Mastering Spark for Data Science
Andrew Morgan, Antoine Amend, David George, Matthew Hallett
Unlock the complexities of lightning fast data science
About This Book
- Develop and apply advanced analytical techniques with Spark
- Learn how to tell a compelling story in data science using Spark's ecosystem
- Explore data at a scale and work with cutting edge data science methods
Who This Book Is For
This book is for those who have beginner-level familiarity with the Spark architecture and data science applications, who are looking for a challenge and want to learn cutting edge techniques. This book assumes working knowledge of data science, common machine learning methods, and popular data science tools, and assumes you have previously run proof of concept studies and built prototypes.
What You Will Learn
- Learn the design patterns that integrate Spark into with industrialized data science pipelines
- Understand how commercial data scientists design scalable code and reusable code for data science services
- Get a grasp of the new cutting edge data science methods so you can study trends and causality
- Find out how to use Spark as a universal ingestion engine tool and as a web scraper
- Practice the implementation of advanced topics in graph processing, such as community detection and contact chaining
- Get to know the best practices when performing Extended Exploratory Data Analysis, commonly used in commercial data science teams
- Grasp advanced Spark concepts, as well as solution design patterns and integration architectures
- Demonstrate powerful data science pipelines
- Get detailed guidance on how to run Spark in production
The purpose of data science is to transform the world using data, and this goal is mainly achieved through disrupting and changing real processes in real industries. To operate at this level, you need to be able to build data science solutions of substance; ones that solve real problems, and that can run reliably enough for people to trust and act on. Spark has emerged as the big data platform of choice for data scientists.

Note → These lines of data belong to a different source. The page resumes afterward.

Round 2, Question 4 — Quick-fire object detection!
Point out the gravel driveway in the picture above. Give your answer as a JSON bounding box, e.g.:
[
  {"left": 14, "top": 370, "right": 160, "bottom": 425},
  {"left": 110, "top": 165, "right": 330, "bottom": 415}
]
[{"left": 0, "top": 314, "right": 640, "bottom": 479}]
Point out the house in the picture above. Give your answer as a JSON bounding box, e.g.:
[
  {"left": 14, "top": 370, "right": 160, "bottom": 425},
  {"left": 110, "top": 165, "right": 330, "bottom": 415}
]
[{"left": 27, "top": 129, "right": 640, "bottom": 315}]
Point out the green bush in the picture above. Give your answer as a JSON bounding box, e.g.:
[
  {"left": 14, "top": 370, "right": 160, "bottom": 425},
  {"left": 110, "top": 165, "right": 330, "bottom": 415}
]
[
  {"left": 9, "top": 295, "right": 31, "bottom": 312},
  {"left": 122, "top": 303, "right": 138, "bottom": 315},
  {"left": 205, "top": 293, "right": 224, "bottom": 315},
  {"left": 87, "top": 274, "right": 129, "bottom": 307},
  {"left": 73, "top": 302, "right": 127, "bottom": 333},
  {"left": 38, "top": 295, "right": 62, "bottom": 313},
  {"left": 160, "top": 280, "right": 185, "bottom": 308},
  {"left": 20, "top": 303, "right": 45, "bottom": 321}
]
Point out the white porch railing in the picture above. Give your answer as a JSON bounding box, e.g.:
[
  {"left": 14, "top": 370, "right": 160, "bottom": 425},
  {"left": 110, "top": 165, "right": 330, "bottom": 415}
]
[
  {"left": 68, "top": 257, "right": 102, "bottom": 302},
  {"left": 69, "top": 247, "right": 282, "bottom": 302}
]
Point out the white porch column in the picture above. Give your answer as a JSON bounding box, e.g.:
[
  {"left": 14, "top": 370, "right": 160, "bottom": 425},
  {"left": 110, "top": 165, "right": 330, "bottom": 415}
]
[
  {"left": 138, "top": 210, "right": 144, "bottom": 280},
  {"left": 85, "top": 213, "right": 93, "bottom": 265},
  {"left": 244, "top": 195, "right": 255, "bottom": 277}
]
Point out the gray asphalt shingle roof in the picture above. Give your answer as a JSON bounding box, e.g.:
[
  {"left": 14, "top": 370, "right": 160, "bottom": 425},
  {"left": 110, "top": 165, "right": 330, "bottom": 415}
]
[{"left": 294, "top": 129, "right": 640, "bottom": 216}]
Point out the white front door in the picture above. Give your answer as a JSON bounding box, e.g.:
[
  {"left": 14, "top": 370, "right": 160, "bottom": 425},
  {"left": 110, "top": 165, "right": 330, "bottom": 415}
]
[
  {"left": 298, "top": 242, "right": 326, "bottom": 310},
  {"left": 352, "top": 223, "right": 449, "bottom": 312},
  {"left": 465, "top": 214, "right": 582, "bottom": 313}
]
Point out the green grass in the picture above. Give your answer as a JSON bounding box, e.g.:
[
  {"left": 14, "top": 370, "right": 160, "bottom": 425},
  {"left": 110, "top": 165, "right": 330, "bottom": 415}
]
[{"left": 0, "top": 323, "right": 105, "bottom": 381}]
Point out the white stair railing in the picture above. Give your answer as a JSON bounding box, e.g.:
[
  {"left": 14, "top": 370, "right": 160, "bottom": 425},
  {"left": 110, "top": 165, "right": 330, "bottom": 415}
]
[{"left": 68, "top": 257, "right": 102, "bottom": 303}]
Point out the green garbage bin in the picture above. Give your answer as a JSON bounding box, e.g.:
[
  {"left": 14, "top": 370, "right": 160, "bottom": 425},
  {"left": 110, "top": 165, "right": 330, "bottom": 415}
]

This book deep dives into Spark to deliver production-grade data science solutions that are innovative, disruptive, and reliable enough to be trusted. We demonstrate the process through exploring the construction of a sophisticated global news analysis service that uses Spark to generate continuous geopolitical and current affairs insights. We use the core Spark APIs and take a deep-dive into advanced libraries including: Spark SQL, visual streaming, MLlib, and more.
We introduce advanced techniques and methods to help you build data science solutions, and show you how to construct commercial grade data products. Using a sequence of tutorials that deliver a working news intelligence service, we explain advanced Spark architectures, unveil sophisticated data science methods, demonstrate how to work with geographic data in Spark, and explain how to tune Spark algorithms so they scale linearly.